His adadhron, Prince Adrahil, had been more than kind as were all his
relatives, but the family was busy with the ceremonies associated with
the new prince’s birth and to the care of Prince Imrahil’s firstborn,
Elphir, who was a handful by himself. Boromir felt lost, at times, in
the whirlwind of activities that abounded in the royal family’s home.
He needed Denethor. A fortnight ago, they had been taken to Finduilas’
crypt, buried deep in the bowels of the palace. Someone thought it
would be good for the boys to visit it. But Faramir had cried for hours
afterwards, and Boromir found the child in his bed every night since.
Listowel, had she been about, would have been furious, but she had gone
to visit her own family in one of the little towns that flanked Dol
“Boromir,” the whispered voice caught him by surprise, making him turn
quickly. Faramir’s head slid down and bumped the floor. The boy’s eyes
opened in shock; he began to cry, very quietly. “Faramir!” Boromir
knelt next to his little brother and took him in his arms. “I am
sorry!” He stroked his brother’s hair and kissed him gently on his
forehead. “Please forgive me?” Faramir looked up and tried to smile,
but the tears made the grimace look ludicrous. “I am sorry, Faramir,”
Prince Imrahil moved from the doorway and sat next to them. “Nay,
Faramir. ‘Twas my fault. I startled your brother. I am the one to ask
for forgiveness. I was concerned.
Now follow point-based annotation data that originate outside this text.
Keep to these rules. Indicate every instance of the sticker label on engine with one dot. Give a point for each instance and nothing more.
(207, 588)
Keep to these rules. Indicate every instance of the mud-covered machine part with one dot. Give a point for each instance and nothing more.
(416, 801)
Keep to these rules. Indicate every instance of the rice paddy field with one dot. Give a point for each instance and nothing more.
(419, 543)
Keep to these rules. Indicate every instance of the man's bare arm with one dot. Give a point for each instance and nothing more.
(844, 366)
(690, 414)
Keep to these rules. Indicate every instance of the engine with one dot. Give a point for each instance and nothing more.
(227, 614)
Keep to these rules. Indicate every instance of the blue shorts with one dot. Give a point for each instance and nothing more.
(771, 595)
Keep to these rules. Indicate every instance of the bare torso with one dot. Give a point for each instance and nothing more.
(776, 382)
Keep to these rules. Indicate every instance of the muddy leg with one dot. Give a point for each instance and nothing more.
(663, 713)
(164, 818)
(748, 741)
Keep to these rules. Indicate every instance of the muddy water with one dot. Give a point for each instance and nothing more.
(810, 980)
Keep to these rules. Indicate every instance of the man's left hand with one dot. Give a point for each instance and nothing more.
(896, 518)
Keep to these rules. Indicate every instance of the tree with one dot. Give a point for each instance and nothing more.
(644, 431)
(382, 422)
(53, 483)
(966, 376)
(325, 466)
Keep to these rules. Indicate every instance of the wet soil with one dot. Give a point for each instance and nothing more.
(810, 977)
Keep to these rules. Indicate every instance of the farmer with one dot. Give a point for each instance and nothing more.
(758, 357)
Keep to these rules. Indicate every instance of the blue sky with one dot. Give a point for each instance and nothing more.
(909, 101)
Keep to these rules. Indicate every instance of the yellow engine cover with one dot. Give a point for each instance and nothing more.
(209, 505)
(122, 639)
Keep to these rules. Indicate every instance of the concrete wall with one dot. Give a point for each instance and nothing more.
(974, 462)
The banquet has started and neither
of you were in your appointed seats. So I came to find you.”
“Then ‘tis truly my fault, Uncle, for I wanted to see the sun set from
Naneth’s balcony and lost track of time.”
“Then come with me now. Your adadhron has refused to begin until
you are both seated.” He picked Faramir up. Looking down at Boromir, he
saw pain etched into the lad’s face. Grief lay as a burden on the lad’s
body. He took Boromir’s hand and walked out of the chambers. Boromir
heaved a sigh and left the beloved room.
“We should never have gone to Cair Andros,” Denethor stated
bitterly. “I had promised Boromir I would be in Dol Amroth over two
months ago. He hissed. “I seem to be spending my time breaking promises
to those boys.”
“I too am anxious to see them again; however, the boat will go no
faster than the winds that fill the sails.” Indis had to bite her
tongue to keep from lecturing Denethor. Three months it had been since
last he had touched the Stone. He had become himself again, and for
that she was grateful. His return to his old impatience wore her thin,
He stood on the deck and watched the land go by as the boat swept
out into the Bay of Belfalas. They had embarked on the schooner at
Harlond. Denethor had made his wishes about speed known to the Captain,
but there was naught the man could do. There was no wind. They had been
on the river too long; the winds had failed them and the Captain had
been forced to use oars. The trip south had been tedious and boring.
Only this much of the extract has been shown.